Descriptive Statistics

Descriptive Statistics is one of the simplest techniques used in quality management to obtain a meaningful insight into the data being analyzed.

Let us take a few examples. It makes sense to build a frequency table of complaints by categories from the raw data on complaints from different customers. It clearly tells us the top few complaints that need immediate attention. On the other hand, it would be preferable to compute the average or mean from loan processing time data of thousands of applications from a bank to find out the average turnaround time required to process any application. This can subsequently be compared with industry average to benchmark bank's performance.

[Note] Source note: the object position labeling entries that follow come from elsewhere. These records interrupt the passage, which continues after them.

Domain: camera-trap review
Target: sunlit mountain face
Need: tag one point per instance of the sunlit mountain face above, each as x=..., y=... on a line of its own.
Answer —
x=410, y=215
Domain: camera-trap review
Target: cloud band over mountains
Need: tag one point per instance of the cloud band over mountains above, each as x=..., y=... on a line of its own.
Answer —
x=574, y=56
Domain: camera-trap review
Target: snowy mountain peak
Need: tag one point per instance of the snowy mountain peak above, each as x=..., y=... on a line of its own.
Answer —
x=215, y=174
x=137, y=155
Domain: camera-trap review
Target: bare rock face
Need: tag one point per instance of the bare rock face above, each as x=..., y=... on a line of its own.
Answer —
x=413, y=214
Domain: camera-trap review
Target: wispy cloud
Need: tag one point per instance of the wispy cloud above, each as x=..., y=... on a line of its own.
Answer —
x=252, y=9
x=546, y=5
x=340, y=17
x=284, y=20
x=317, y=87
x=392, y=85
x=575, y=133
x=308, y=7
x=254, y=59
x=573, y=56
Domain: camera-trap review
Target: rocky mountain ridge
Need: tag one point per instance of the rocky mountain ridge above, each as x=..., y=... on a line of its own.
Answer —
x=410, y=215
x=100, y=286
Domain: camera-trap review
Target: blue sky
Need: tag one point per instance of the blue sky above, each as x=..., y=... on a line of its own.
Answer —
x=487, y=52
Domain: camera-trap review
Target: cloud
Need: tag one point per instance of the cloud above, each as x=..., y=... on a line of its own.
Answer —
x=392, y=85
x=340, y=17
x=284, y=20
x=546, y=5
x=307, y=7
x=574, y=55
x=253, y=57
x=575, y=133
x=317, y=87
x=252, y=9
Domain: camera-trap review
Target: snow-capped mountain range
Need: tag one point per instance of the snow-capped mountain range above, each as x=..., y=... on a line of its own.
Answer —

Data types tell us how we can gain meaningful insight in the data – this could be achieved by computing mean or by building frequency table or by using other summary measures such as mode or median. Therefore, it is important to understand the type of data being analyzed to determine what summary measures are applicable to obtain a meaningful insight. Recall that there are two types of data - quantitative or numeric or scale, and qualitative or categorical or attribute. The categorical data can be in form of either ordered or unordered categories. Examples of unordered category data is marital status (e.g. single, married, widowed, or separated) or customer complaints data collected in our pizza shop example. Such data is also referred to as nominal data.

Ordered categorical data or ordinal data defines the values representing rank or order. For example, customer satisfaction in terms of unsatisfied, expectations met, exceeded expectations, and significantly exceeded expectations.

With this background of data it should be very easy to imagine that not all measures may be computed for a given data (type). For example, it does not make sense to compute mean of nominal data; imagine computing mean of marital status! In this case, mode is what will give us meaningful insight into the data. Following table summarizes the applicable characteristics and representations for each data type.

Ideas generated from Brainstorming

Note that outliers are extreme data values in a dataset that have significant numeric distance from the rest of the data. The presence of an outlier is usually an indication of an error in measurement or recording. Such data values impact mean and standard deviation directly.

Trimmed mean is computed after removing the fixed percentage of extreme upper and lower data values; typical percentage is 5%. Such a mean is resistant to outliers. Similarly in the case of dispersion, IQR is more resistant to outliers than the standard deviation or variance. This happens because IQR is the range of only the middle 50% of all data values.

Measures computed of a sample drawn from the population are referred to as statistics; when the same measure is computed for a population, it is called a parameter.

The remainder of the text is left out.